C'est ce que croit également C.B. Chryst, qui regardait la cérémonie dans le confort de son foyer, non loin de la frontière canadienne. « Je suis vraiment content, nous a-t-il déclaré, même s'il dit se sentir un peu seul dans sa situation. Ça fait huit ans qu'on attend un changement d'administration. C'est merveilleux. »

Son porche est orné d'un drapeau américain, mais aussi de l'étendard de l'État du Mississippi. L'Américain l'y a fièrement accroché pour protester contre la décision du gouverneur du Vermont d'y bannir les voyages officiels des employés de l'État en raison de l'adoption d'une loi permettant la discrimination envers les membres de la communauté LGBT pour des motifs religieux.

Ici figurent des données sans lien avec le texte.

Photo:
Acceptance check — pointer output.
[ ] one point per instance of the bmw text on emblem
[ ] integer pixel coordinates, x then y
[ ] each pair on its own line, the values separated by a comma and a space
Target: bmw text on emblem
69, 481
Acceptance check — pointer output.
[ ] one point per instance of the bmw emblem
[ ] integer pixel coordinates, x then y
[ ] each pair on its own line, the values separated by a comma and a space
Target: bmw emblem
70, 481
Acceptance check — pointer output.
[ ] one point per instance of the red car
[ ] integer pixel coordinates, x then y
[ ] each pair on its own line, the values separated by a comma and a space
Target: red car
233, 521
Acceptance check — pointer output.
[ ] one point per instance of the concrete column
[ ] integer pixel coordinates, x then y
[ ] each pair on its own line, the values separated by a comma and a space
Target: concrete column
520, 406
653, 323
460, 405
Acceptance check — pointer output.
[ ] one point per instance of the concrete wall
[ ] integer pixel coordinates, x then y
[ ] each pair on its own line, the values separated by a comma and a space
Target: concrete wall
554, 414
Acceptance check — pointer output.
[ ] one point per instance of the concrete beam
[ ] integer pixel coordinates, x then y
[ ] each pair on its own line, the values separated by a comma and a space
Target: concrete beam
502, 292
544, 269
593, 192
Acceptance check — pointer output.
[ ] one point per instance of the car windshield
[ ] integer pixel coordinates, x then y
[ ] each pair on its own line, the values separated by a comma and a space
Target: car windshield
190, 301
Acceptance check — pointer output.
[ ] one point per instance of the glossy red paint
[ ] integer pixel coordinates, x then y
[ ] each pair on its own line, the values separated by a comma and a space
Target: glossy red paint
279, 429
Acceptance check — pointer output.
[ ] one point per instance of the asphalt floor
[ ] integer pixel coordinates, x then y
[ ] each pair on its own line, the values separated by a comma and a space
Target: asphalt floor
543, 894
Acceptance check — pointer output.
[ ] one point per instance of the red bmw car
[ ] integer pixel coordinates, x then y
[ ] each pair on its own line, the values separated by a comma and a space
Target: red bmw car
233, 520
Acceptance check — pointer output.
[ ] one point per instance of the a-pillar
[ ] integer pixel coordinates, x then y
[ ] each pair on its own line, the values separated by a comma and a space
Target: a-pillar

L'Amérique repose sur les libertés individuelles, c'est pourquoi M. Trump était l'homme de la situation, indique M. Chryst. « Il va ramener des emplois au pays, il va sécuriser nos frontières, il va diminuer l'immigration illégale et faire cesser le trafic de drogue venant de l'étranger », énumère-t-il, confiant que l'ancienne vedette de la téléréalité The Apprentice remplira sa promesse de rendre sa grandeur au pays (Make America Great Again). 

Lors du scrutin, tenu le 8 novembre dernier, le Vermont avait choisi Hillary Clinton à 56,7 %. Donald Trump avait fini second avec 30,3 % des voix.